2 Replies Latest reply: Aug 9, 2010 11:37 AM by 807567 RSS

    SGE qstat shows 0/0 for Used/Total CPUs available on a particular queue

    807567
      Hi everyone. On one of our SGE clusters, qstat shows 0/0 for Used/Total CPUs available on a particular queue all of a sudden. We've tried restarting everything including the servers themselves to no avail. Here is what they look like. Anything I can do to try and fix?

      queuename qtype used/tot. load_avg arch states
      ----------------------------------------------------------------------------
      all.q@d1.hb.local BIP 0/0 -NA- lx24-amd64 aus
      ----------------------------------------------------------------------------
      all.q@d2.hb.local BIP 0/0 -NA- lx24-amd64 aus
      ----------------------------------------------------------------------------
      all.q@d3.hb.local BIP 0/0 -NA- lx24-amd64 aus
      ----------------------------------------------------------------------------
      all.q@d5.hb.local BIP 0/0 -NA- lx24-amd64 aus
      ----------------------------------------------------------------------------
      all.q@d6.hb.local BIP 0/0 -NA- lx24-amd64 au
      ----------------------------------------------------------------------------
      all.q@d7.hb.local BIP 0/0 -NA- lx24-amd64 aus
      ----------------------------------------------------------------------------
      all.q@d8.hb.local BIP 0/0 -NA- lx24-amd64 aus
      ----------------------------------------------------------------------------
      all.q@node001.cluster.private BIP 0/0 0.01 lx24-amd64
      ----------------------------------------------------------------------------
      all.q@node002.cluster.private BIP 0/0 0.00 lx24-amd64
      ----------------------------------------------------------------------------

      The other queues show fine as follows...

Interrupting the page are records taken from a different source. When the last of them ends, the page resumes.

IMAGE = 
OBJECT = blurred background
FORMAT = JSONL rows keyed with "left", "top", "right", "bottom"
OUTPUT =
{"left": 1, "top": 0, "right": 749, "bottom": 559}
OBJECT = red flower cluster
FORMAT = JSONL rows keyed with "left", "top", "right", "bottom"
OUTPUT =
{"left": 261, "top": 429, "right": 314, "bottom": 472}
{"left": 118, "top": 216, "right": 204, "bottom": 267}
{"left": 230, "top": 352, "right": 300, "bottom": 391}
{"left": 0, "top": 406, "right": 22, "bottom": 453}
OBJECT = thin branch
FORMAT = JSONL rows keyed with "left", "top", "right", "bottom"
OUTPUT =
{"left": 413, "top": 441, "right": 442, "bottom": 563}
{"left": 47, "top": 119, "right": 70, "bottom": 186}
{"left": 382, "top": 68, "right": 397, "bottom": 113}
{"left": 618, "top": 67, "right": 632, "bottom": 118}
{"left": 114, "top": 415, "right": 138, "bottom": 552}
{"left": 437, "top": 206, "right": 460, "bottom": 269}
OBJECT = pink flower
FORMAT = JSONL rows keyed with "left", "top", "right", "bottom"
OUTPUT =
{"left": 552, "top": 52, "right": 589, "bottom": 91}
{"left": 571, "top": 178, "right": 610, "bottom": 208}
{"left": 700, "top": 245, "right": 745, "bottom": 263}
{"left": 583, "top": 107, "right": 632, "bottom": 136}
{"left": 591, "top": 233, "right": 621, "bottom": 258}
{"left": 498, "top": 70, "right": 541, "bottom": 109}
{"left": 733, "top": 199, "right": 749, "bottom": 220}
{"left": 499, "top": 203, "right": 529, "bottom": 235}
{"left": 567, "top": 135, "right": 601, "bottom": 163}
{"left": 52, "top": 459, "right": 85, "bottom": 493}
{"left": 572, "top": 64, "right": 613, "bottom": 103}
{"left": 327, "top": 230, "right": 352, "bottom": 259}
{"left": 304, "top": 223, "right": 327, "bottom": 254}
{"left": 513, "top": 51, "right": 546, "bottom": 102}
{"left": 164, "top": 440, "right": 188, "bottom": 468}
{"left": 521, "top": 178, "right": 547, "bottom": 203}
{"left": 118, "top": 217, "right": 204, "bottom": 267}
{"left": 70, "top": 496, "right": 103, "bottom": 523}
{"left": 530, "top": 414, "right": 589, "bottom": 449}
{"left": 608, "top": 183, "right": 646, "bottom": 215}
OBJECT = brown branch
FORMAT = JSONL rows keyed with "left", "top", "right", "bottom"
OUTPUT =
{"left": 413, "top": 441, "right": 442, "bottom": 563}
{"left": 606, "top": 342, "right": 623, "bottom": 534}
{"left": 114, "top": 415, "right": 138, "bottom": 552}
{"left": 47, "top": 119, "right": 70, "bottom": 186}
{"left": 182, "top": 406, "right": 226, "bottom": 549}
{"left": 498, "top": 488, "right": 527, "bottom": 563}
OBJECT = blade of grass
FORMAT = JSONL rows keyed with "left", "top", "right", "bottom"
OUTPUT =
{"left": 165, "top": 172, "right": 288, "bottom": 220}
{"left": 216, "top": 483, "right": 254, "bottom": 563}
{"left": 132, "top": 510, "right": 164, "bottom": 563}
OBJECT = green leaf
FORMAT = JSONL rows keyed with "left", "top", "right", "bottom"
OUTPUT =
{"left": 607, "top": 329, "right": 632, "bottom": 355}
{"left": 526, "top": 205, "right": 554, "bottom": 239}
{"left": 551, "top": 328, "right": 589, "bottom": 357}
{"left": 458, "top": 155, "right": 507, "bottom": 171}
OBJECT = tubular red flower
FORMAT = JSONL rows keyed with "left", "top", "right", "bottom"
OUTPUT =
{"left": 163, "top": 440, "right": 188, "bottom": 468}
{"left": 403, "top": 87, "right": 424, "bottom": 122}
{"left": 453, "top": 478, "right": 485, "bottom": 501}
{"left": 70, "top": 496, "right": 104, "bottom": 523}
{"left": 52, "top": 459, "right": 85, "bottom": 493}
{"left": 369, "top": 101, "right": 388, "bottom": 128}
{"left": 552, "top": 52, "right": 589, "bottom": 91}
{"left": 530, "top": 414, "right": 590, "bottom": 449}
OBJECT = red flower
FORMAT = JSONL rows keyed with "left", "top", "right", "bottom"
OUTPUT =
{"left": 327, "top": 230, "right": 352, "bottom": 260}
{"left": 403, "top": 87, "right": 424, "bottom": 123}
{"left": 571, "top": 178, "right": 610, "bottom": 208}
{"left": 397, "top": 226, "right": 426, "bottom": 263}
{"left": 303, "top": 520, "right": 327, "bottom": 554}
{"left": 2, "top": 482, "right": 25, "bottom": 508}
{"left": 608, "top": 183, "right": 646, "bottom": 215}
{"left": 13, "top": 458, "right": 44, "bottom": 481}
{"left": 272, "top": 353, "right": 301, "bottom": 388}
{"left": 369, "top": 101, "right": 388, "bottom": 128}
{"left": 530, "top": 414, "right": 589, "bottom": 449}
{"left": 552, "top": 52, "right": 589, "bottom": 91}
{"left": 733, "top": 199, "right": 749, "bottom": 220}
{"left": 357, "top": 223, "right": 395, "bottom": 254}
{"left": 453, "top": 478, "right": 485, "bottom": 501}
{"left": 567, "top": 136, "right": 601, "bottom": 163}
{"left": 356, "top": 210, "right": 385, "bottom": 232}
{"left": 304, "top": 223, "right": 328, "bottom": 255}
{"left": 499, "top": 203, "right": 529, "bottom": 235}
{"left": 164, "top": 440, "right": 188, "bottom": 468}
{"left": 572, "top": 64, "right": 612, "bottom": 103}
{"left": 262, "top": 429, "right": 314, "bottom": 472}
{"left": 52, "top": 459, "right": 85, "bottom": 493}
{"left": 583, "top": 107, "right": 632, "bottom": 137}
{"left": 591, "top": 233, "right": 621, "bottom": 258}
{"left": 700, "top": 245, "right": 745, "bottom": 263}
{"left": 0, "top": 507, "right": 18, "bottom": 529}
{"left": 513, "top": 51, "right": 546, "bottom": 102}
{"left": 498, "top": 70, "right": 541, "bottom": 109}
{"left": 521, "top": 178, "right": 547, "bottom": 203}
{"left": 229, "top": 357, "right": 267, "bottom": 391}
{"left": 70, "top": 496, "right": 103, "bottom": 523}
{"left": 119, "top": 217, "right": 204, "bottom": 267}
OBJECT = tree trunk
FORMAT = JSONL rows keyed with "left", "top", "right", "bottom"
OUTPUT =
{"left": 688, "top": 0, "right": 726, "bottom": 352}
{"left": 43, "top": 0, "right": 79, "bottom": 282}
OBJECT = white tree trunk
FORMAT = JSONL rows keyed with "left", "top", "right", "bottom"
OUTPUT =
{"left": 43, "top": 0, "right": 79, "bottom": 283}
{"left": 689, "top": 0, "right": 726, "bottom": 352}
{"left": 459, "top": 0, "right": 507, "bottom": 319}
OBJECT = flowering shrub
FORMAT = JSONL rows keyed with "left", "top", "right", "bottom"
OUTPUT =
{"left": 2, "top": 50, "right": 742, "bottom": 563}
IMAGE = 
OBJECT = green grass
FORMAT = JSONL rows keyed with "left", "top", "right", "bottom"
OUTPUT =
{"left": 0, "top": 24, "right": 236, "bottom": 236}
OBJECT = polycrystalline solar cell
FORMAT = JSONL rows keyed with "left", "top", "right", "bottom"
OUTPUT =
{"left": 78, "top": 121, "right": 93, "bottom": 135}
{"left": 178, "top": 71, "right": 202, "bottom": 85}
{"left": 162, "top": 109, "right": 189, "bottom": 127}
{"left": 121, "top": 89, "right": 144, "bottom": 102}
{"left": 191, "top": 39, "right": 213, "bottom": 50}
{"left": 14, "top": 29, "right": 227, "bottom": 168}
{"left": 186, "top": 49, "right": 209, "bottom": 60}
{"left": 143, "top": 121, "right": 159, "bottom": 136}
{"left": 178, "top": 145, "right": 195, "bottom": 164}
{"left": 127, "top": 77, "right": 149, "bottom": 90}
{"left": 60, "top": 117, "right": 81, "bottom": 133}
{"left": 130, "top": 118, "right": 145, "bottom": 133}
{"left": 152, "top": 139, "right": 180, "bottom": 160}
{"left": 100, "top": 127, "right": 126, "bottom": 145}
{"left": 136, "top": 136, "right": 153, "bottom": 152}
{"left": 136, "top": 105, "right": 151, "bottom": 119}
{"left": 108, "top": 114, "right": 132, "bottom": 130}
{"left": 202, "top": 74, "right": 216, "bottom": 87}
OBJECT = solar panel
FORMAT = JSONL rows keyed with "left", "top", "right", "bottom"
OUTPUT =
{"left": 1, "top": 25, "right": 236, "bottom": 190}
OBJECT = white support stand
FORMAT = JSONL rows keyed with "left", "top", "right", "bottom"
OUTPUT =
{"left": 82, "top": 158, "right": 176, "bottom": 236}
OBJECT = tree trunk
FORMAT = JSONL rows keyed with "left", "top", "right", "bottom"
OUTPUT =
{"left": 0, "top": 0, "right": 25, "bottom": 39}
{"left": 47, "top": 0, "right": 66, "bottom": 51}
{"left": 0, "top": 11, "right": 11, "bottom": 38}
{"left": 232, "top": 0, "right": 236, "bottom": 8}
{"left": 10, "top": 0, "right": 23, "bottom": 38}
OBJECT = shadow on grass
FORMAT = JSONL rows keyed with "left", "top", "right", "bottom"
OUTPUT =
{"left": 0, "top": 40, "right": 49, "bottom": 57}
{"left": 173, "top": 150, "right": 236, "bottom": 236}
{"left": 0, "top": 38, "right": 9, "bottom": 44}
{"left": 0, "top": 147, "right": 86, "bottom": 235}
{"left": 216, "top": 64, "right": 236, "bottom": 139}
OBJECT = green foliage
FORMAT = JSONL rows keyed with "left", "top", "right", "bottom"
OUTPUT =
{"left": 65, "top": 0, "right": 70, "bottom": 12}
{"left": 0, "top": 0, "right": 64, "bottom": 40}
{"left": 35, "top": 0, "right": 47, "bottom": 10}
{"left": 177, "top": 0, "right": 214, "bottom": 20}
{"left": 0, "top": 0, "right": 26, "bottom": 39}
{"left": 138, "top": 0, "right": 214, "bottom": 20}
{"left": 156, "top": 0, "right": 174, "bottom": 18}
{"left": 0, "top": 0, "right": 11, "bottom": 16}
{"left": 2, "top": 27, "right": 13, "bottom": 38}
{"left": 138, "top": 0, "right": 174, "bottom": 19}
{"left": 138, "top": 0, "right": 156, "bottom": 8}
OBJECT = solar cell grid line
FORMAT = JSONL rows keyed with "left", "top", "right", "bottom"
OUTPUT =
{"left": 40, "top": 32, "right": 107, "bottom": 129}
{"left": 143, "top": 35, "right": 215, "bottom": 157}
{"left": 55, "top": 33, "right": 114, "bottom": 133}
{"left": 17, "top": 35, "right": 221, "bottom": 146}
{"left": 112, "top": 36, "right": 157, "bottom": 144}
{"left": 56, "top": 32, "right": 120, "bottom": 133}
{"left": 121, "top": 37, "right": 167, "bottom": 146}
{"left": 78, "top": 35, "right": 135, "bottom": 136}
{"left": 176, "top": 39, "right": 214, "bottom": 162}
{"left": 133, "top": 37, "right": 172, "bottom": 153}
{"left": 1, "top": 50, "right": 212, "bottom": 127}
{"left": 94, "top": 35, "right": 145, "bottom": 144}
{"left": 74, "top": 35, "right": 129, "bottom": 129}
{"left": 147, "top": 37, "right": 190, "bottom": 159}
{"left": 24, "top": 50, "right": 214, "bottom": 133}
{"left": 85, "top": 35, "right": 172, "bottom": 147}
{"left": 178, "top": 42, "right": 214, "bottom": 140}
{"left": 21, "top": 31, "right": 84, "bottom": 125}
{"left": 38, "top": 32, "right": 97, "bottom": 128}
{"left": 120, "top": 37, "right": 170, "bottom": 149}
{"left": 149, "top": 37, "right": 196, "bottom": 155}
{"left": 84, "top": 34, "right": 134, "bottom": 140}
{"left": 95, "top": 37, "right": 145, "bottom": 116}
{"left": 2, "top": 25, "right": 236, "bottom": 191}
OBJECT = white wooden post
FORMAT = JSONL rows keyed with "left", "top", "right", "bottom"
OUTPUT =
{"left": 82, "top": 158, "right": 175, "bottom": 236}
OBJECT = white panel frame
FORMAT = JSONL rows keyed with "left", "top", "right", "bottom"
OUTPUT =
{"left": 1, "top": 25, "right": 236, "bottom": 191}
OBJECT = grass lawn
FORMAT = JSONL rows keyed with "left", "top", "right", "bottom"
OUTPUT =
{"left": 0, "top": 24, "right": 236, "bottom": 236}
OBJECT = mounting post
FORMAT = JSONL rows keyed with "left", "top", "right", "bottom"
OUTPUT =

      bigjobs.q@node006.cluster.priv BIP 0/4 0.00 lx24-amd64
      ----------------------------------------------------------------------------
      bigjobs.q@node007.cluster.priv BIP 0/4 0.02 lx24-amd64
      ----------------------------------------------------------------------------
      bigjobs.q@node008.cluster.priv BIP 0/4 0.01 lx24-amd64
      ----------------------------------------------------------------------------
      bigjobs.q@node009.cluster.priv BIP 0/4 0.00 lx24-amd64
      ----------------------------------------------------------------------------
      bigjobs.q@node010.cluster.priv BIP 0/4 0.00 lx24-amd64
      ----------------------------------------------------------------------------
      bigjobs.q@node011.cluster.priv BIP 0/4 -NA- lx24-amd64 au
      ----------------------------------------------------------------------------
      bigjobs.q@node012.cluster.priv BIP 0/4 -NA- lx24-amd64 au
      ----------------------------------------------------------------------------
      bigjobs.q@node013.cluster.priv BIP 0/4 -NA- lx24-amd64 au
      ----------------------------------------------------------------------------
      lowmem.q@node014.cluster.priva BIP 0/8 -NA- lx24-amd64 au
      ----------------------------------------------------------------------------
      lowmem.q@node015.cluster.priva BIP 0/8 -NA- lx24-amd64 au
      ----------------------------------------------------------------------------
      lowmem.q@node016.cluster.priva BIP 0/8 -NA- lx24-amd64 au
      ----------------------------------------------------------------------------